The 39-year-old Odom was defensive coordinator last year for a unit ranked ninth in the nation, allowing 302 yards per game, after resume-building the previous three seasons as defensive coordinator at Memphis. That earned the nod to replace Pinkel, who won consecutive SEC East titles in 2013-14 and is the school career wins leader with 118.

Missouri will need to keep scores down again given concerns on the other side of the ball. The offense produced just 13.6 points per game, has no returning starters on the line and lacks proven producers at the skill positions, raising the challenge for new offensive coordinator Josh Heupel.

Sophomore quarterback Drew Lock was highly touted out of high school but threw just four touchdown passes after taking over last fall.

''I told our guys we've got to live up to our expectations, not so much to media or conference or any of those things,'' defensive coordinator Demontie Cross said. ''We know what we're capable of.''

KEY GAMES

The toughest stretch could be early in conference play with LSU (Oct. 1) and Florida (Oct. 15) both on the road. Both schools are projected to finish second in their respective divisions. It'll help a bit to have a week off between games.

PREDICTION

A 7-5 finish is doable if the offense can produce just a little more and Missouri avoids stumbles but it very easily could be 5-7 again.

BIG HITS

Defensive line depth was a strength and it'll be tested after the dismissal of Walter Brady Jr. for violation of team rules and Harold Brantley due to academics. Brady tied for the team lead with seven sacks.

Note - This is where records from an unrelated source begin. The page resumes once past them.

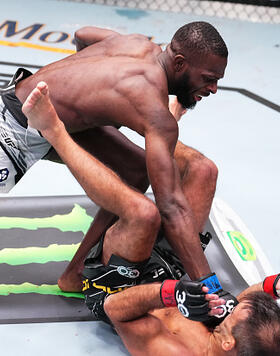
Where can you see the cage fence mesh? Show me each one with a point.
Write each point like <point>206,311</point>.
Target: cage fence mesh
<point>266,11</point>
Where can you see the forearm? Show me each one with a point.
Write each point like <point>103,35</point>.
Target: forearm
<point>99,182</point>
<point>133,303</point>
<point>182,233</point>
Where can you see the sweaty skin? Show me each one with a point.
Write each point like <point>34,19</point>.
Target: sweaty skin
<point>121,80</point>
<point>146,328</point>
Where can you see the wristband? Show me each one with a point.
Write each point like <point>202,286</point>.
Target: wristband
<point>211,281</point>
<point>269,285</point>
<point>167,293</point>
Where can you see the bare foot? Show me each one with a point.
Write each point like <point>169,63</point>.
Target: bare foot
<point>39,110</point>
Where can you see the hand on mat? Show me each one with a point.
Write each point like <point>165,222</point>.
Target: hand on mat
<point>40,111</point>
<point>176,108</point>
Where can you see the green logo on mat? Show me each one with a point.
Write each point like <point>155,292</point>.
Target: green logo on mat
<point>76,220</point>
<point>242,246</point>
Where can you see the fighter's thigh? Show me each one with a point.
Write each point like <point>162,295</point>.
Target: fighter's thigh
<point>115,150</point>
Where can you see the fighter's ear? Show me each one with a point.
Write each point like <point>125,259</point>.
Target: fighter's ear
<point>179,62</point>
<point>228,343</point>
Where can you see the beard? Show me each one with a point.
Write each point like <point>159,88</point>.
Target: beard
<point>183,93</point>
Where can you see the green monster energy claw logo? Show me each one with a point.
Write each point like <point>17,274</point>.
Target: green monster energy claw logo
<point>75,221</point>
<point>242,246</point>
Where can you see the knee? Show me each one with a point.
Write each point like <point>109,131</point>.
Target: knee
<point>146,215</point>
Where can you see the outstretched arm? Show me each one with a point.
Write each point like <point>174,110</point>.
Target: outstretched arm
<point>271,285</point>
<point>89,35</point>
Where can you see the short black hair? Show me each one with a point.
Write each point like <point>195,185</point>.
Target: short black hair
<point>198,38</point>
<point>259,333</point>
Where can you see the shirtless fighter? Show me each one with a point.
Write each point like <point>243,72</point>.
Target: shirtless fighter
<point>124,81</point>
<point>145,316</point>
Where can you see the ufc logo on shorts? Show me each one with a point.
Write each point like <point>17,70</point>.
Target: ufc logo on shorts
<point>180,299</point>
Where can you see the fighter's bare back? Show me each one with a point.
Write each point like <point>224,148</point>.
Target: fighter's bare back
<point>108,83</point>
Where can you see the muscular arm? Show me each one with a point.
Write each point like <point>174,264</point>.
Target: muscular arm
<point>89,35</point>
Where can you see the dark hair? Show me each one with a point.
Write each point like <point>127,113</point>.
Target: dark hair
<point>198,38</point>
<point>259,333</point>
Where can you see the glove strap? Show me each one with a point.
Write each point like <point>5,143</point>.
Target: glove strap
<point>269,285</point>
<point>211,281</point>
<point>167,293</point>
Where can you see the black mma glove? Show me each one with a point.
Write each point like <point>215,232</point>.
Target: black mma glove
<point>269,286</point>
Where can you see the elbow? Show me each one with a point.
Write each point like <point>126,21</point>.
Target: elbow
<point>109,308</point>
<point>171,209</point>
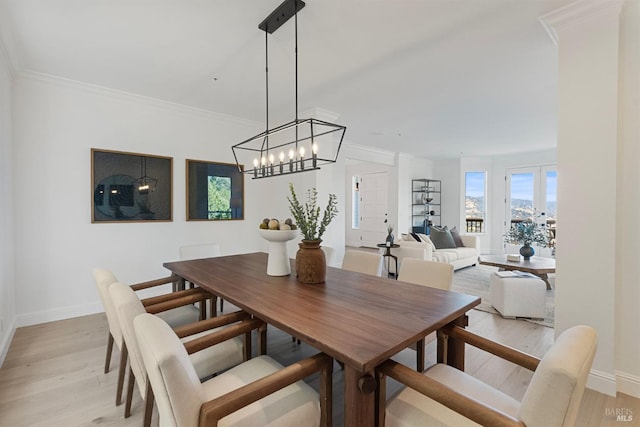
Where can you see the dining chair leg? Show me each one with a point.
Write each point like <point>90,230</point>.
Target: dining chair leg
<point>121,371</point>
<point>247,346</point>
<point>262,339</point>
<point>107,360</point>
<point>381,398</point>
<point>127,407</point>
<point>148,405</point>
<point>420,355</point>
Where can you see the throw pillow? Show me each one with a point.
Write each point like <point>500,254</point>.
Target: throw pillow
<point>456,237</point>
<point>441,238</point>
<point>424,238</point>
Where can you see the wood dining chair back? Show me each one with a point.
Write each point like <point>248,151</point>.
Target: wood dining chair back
<point>363,262</point>
<point>259,392</point>
<point>176,316</point>
<point>427,273</point>
<point>199,251</point>
<point>205,250</point>
<point>445,396</point>
<point>215,359</point>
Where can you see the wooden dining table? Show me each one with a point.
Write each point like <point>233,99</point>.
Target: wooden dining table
<point>358,319</point>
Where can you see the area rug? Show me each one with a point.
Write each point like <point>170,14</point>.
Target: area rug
<point>475,281</point>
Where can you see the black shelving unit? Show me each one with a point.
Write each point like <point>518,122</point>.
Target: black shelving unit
<point>426,201</point>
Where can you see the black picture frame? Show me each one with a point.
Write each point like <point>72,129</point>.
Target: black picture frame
<point>130,187</point>
<point>215,191</point>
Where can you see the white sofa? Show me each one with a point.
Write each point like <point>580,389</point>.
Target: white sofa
<point>459,257</point>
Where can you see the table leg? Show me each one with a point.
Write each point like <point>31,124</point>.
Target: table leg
<point>545,278</point>
<point>359,398</point>
<point>451,350</point>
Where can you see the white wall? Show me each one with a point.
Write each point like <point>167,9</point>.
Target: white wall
<point>588,199</point>
<point>55,125</point>
<point>7,271</point>
<point>627,337</point>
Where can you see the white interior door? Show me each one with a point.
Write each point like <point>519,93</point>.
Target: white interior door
<point>530,190</point>
<point>373,208</point>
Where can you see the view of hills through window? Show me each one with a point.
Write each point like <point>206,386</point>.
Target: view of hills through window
<point>523,205</point>
<point>219,197</point>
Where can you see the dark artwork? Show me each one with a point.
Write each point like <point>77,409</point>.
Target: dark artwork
<point>130,187</point>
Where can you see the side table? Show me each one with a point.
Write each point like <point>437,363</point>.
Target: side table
<point>388,255</point>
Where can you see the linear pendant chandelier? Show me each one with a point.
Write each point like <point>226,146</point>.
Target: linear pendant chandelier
<point>295,146</point>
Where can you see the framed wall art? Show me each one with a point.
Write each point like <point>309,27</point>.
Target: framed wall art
<point>130,187</point>
<point>215,191</point>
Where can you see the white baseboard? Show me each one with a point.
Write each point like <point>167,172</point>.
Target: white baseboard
<point>6,341</point>
<point>35,318</point>
<point>628,384</point>
<point>602,382</point>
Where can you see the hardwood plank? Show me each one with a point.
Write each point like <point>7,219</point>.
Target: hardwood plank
<point>62,383</point>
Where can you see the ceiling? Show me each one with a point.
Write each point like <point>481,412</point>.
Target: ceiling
<point>433,78</point>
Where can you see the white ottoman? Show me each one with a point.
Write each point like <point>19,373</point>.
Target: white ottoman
<point>518,296</point>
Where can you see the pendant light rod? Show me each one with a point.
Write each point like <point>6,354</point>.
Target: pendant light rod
<point>280,15</point>
<point>291,147</point>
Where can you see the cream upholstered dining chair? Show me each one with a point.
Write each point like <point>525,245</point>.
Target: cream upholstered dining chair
<point>206,362</point>
<point>175,316</point>
<point>426,273</point>
<point>363,262</point>
<point>199,251</point>
<point>259,392</point>
<point>445,396</point>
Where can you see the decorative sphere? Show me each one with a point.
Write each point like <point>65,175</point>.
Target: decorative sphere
<point>274,224</point>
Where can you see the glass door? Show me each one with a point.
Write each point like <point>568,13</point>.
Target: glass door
<point>532,192</point>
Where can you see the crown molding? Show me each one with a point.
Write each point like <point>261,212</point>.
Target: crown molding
<point>132,97</point>
<point>575,12</point>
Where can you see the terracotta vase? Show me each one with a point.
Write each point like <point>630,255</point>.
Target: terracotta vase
<point>311,264</point>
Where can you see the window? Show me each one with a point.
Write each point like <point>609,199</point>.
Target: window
<point>355,199</point>
<point>530,192</point>
<point>475,197</point>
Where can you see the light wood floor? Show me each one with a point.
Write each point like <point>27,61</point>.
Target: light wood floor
<point>53,373</point>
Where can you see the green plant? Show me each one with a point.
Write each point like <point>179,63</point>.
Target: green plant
<point>307,216</point>
<point>528,231</point>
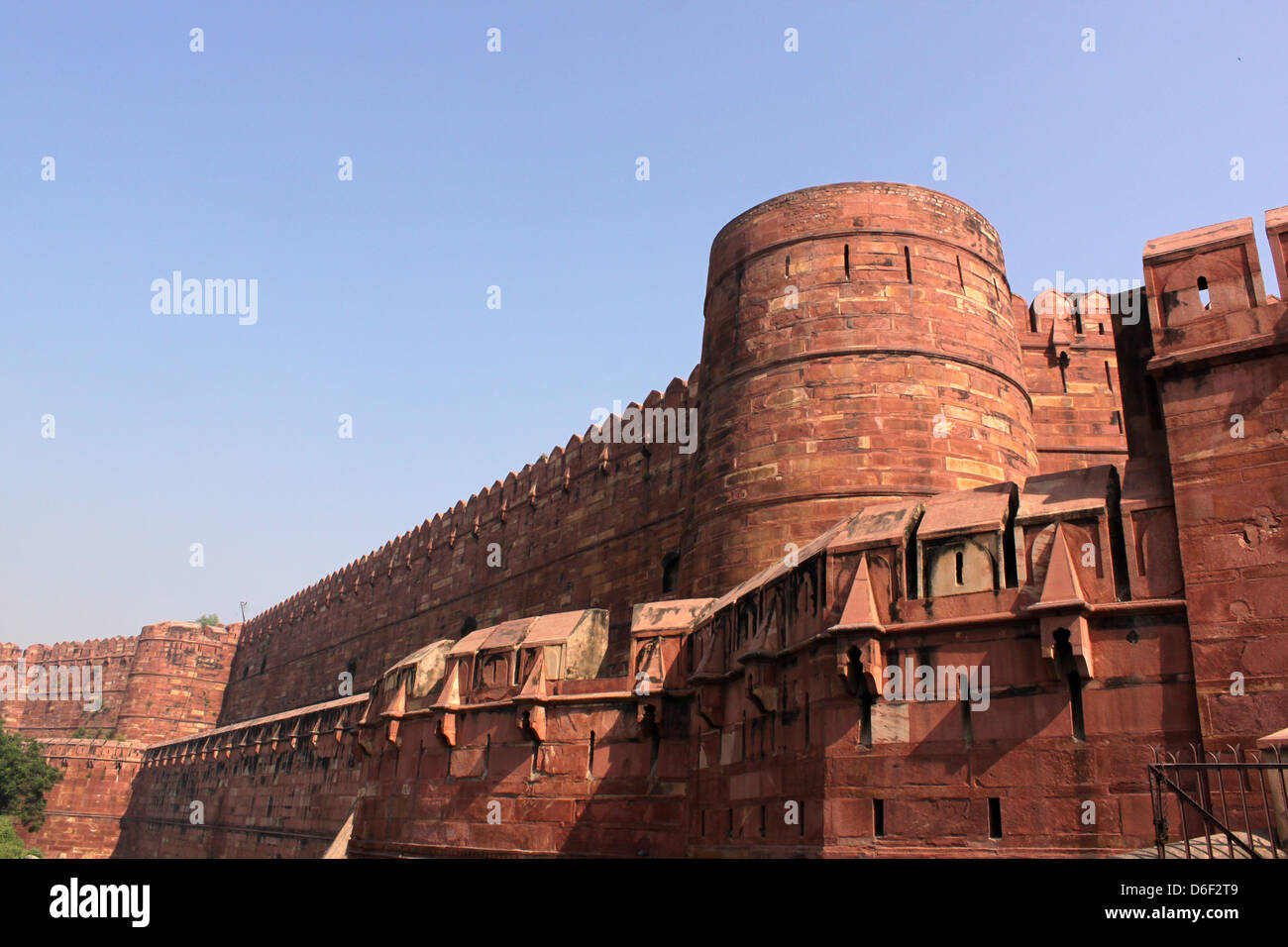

''I can't wait for the year to show everybody,'' tackle Rickey Hatley said. ''The whole D-line is going to be real good.''

Junior end Charles Harris was a standout with seven sacks last season and senior linebacker Michael Scherer is an experienced hand. Don't forget sophomore tackle Terry Beckner, one of Missouri's most heralded recruits in years and looking strong coming off knee surgery.

Missouri must replace production of departed linebacker Kentrell Brothers, a second-team SEC pick.

CAPTAINS WAIT

Pinkel generally named captains on the first day of practice following team vote. Odom is waiting to see who steps up.

''Things change from the first day of camp before you get to Sept. 3, so I'm challenging our team,'' Odom said.

SEASON OPENER

The Tigers begin Sept. 3 at West Virginia, a much more challenging foe than in recent seasons. Skyler Howard set a Cactus Bowl record with 532 yards passing in a 43-42 victory over Arizona State. The Mountaineers were 8-5 last year and are predicted to finish seventh in the Big 12. They're inexperienced at linebacker and the secondary with just one starter back.